Open Bug 1761634 Opened 3 years ago Updated 8 days ago

WebDriver:ExecuteScript returns null where no null is possible

Categories

(Remote Protocol :: Marionette, defect, P2)

Firefox 91
defect

Tracking

(Not tracked)

People

(Reporter: 4mr.minj, Unassigned)

References

()

Details

(Keywords: regression)

Attachments

(4 files, 1 obsolete file)

Attached file trace.log

Using Firefox: 91.6.0 ESR

Error is intermittent only: unexpected null is returned from WebDriver:ExecuteScript where no null is theoretically possible.

See line 60 (Marionette request on 1646144672743):

return globalThis?.window?.jQuery?.readyWait ?? -1; returns null.

It seems marionette intermittently gives up and just gives me null where no null is possible according to JS spec.

Is this some sort of race condition related to the following?
MarionetteCommands actor created for window id

Is this just Bug 1673478?

NOTE: Error first noticed trying to upgrade from FF v78.15.0 esr to v91.6.0 esr, but seems to be introduced with FF v84.0b1.
I suspect Bug 1669172 or something related may have introduced it.

This is a repost from Geckodriver GitHub as the team there seemed to be positively unphased by my report, Besides I believe this is a more appropriate place for marionette bugs any way.

(In reply to Mindaugas <LA-MJ> from comment #0)

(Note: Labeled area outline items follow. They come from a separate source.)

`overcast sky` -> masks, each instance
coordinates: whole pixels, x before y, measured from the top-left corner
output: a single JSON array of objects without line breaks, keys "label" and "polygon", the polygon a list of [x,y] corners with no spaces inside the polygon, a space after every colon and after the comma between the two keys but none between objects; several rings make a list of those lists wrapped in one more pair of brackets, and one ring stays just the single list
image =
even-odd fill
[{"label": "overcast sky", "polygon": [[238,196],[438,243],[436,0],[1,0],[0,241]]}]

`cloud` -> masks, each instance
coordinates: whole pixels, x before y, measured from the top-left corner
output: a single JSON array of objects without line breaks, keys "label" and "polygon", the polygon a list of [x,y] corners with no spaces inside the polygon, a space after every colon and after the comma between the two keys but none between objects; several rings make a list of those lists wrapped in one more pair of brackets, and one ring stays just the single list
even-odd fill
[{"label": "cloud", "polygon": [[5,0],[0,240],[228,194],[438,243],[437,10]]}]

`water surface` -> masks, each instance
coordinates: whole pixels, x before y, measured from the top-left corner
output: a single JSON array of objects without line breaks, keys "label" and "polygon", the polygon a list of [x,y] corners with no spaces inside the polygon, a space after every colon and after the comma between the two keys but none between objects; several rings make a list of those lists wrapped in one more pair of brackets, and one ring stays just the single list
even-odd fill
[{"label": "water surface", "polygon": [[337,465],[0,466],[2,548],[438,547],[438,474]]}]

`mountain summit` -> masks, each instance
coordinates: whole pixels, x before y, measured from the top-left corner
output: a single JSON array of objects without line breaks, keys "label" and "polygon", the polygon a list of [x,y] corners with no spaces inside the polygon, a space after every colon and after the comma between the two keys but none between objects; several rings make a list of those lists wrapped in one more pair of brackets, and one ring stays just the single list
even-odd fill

See line 60 (Marionette request on 1646144672743):

return globalThis?.window?.jQuery?.readyWait ?? -1; returns null.

It seems marionette intermittently gives up and just gives me null where no null is possible according to JS spec.

I'm not sure which JS spec you are referring to here but Execute Script can as well return null. Also as I already requested on the github issue the additional log with details about the values for globalThis, globalThis.window etc was not provided. Instead it was claimed Please don't interrogate my code, I know how it works. If you want to see progress on issues that you are filing please provide the information that you have been requested for or at least hand-over a minimized testcase.

Is this some sort of race condition related to the following?
MarionetteCommands actor created for window id

Is this just Bug 1673478?

Probably not by what I see from the log but I wouldn't exclude it for now.

NOTE: Error first noticed trying to upgrade from FF v78.15.0 esr to v91.6.0 esr, but seems to be introduced with FF v84.0b1.
I suspect Bug 1669172 or something related may have introduced it.

So at least it might be a regression from the Fission compatibility work.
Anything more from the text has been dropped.